Welche SAMBA Version verwendest du denn? Ich hab mal gelesen, dass in der 2.x Version ein Bug sein soll, der die Umlaute nicht richtig anzeigt (laut KDE Buqtracker ist dieser Bug auch dafür verantwortlich, dass beim Zugriff auf smb shares über smb:// keine shares angezeigt werden, die Umlaute enthalten). Bei Samba 3.0 soll das entgültig behoben sein. Ich hab daher mal die aktuelle 3.0 beta installiert und da tritt das Umlautenproblem nicht mehr auf.

----------

## BlackEye

also ich hab z.Zt. die 2.2.8a insalliert. Sowohl auf dem Server, als auch auf dem Client auf dem ich mounte. Wo sollte ich denn Deiner Meinung nach die 3er Version installieren? Auf dem Server oder auf dem Client?
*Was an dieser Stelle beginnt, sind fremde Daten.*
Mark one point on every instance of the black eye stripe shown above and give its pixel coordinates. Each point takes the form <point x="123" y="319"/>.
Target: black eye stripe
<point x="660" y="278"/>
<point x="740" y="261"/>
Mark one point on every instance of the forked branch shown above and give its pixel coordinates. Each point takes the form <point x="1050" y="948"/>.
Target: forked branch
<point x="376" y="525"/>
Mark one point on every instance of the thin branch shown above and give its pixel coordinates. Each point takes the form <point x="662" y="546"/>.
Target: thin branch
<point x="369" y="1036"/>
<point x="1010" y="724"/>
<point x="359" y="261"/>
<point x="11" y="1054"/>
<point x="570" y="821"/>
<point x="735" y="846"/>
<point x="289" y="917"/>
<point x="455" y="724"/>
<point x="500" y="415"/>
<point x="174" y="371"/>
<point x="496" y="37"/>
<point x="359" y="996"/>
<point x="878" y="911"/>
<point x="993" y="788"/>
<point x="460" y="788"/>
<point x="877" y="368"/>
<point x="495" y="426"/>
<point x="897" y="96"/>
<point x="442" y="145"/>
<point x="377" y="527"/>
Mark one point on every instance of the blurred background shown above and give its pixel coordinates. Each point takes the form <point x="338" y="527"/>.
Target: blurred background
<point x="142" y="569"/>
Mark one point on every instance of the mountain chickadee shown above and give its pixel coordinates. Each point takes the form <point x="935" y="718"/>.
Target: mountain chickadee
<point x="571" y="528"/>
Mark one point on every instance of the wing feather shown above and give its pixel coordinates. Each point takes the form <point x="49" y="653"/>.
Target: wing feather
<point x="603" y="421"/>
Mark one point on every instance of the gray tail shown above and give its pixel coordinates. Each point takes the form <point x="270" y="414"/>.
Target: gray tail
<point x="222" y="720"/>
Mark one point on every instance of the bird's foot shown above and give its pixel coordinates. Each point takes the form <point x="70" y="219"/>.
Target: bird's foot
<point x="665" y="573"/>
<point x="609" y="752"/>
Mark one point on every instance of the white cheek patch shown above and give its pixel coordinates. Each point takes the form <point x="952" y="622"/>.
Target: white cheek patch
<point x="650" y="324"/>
aber komisch find ich das schon, dass es da Umlautprobleme gibt bei einer so späten Version. Diese Umlautprobleme scheint es echt viel zu geben bei Samba :/

----------

## dertobi123

 *BlackEye wrote:*   

> also ich hab z.Zt. die 2.2.8a insalliert. Sowohl auf dem Server, als auch auf dem Client auf dem ich mounte.

 

Also reines Linux-Netzwerk? Warum nimmst du dann nicht nfs?

 *BlackEye wrote:*   

> Wo sollte ich denn Deiner Meinung nach die 3er Version installieren? Auf dem Server oder auf dem Client?

 

Wenn du nicht weisst, was du tust gar nicht. Samba3 ist beta, d.h. es gibt mehrere Gründe, die dagegen sprechen, Samba3 in einer Produktivumgebung einzusetzen, ohne sich _intensiv_ damit auseinanderzusetzen.

Gruß Tobias

----------

## BlackEye

nun, ich hab nfs versucht zu nutzen, doch irgendwie kam ich dort mit den Rechten überhaupt nicht klar ...

ein bsp:

ich Exporte ein DIR auf meinem Server, wo im Nachhinein der Apache raus liest. Wenn ich mit dem Benutzer xy ein File dort über nfs anlege, sind die Rechte aber auf dem user xy, was Apache dann wieder nicht ausführen kann.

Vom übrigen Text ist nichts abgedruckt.